Gather the ingredients including beef short ribs, root beer, barbecue sauce, onion, garlic, olive oil, salt, and pepper.
Season the short ribs generously with salt and pepper on all sides.
Heat olive oil in a large Dutch oven or heavy-bottomed pot over medium-high heat. Once hot, add the short ribs in batches and sear them on all sides until deeply browned. This step helps to develop flavor and create a nice crust on the meat.
Remove the seared short ribs from the pot and set them aside. In the same pot, add diced onion and minced garlic. Saute until the onion becomes translucent and the garlic is fragrant, about 2-3 minutes.
Pour in the root beer, using it to deglaze the pot by scraping up any browned bits from the bottom with a wooden spoon. This adds depth of flavor to the sauce.

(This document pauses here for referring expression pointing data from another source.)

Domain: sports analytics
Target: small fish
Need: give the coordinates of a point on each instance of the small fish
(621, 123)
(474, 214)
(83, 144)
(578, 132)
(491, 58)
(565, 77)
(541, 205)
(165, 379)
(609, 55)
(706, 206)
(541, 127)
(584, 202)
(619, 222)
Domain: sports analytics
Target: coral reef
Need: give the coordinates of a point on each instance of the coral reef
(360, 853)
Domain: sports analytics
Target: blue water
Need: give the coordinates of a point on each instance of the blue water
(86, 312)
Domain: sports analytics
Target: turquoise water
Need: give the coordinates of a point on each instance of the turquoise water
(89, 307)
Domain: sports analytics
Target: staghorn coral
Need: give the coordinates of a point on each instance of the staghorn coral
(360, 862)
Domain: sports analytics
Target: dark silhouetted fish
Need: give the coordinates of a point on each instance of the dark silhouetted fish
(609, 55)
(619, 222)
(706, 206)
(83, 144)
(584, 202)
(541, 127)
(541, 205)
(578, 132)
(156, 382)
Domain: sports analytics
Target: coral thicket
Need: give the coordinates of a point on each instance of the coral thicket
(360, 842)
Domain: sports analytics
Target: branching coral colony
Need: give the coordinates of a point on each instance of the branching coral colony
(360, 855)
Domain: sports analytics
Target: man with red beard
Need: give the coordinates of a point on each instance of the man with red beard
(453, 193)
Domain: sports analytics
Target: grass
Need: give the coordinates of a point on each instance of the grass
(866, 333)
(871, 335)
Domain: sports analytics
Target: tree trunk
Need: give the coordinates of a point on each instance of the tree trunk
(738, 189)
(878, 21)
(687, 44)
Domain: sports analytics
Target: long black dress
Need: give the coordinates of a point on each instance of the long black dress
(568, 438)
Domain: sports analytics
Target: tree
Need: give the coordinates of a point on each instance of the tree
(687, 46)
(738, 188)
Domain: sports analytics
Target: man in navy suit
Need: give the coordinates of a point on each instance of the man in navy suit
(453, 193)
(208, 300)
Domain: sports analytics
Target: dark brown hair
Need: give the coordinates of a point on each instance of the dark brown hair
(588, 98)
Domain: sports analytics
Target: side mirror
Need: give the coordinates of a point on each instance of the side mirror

Stir in the barbecue sauce, coating the onions and garlic evenly. Choose your favorite barbecue sauce, whether it's store-bought or homemade, to customize the flavor of the dish.
Return the seared short ribs to the pot, nestling them into the sauce. Make sure the ribs are submerged as much as possible.
Cover the pot with a lid and reduce the heat to low. Let the short ribs simmer in the sauce for 2-3 hours, or until the meat is tender and falling off the bone. Check occasionally and add more root beer or water if needed to prevent the sauce from drying out.
Once the short ribs are done, remove them from the pot and place them on a serving platter. Spoon the root beer BBQ sauce over the top and garnish with chopped fresh herbs, such as parsley or cilantro, if desired. Serve hot and enjoy!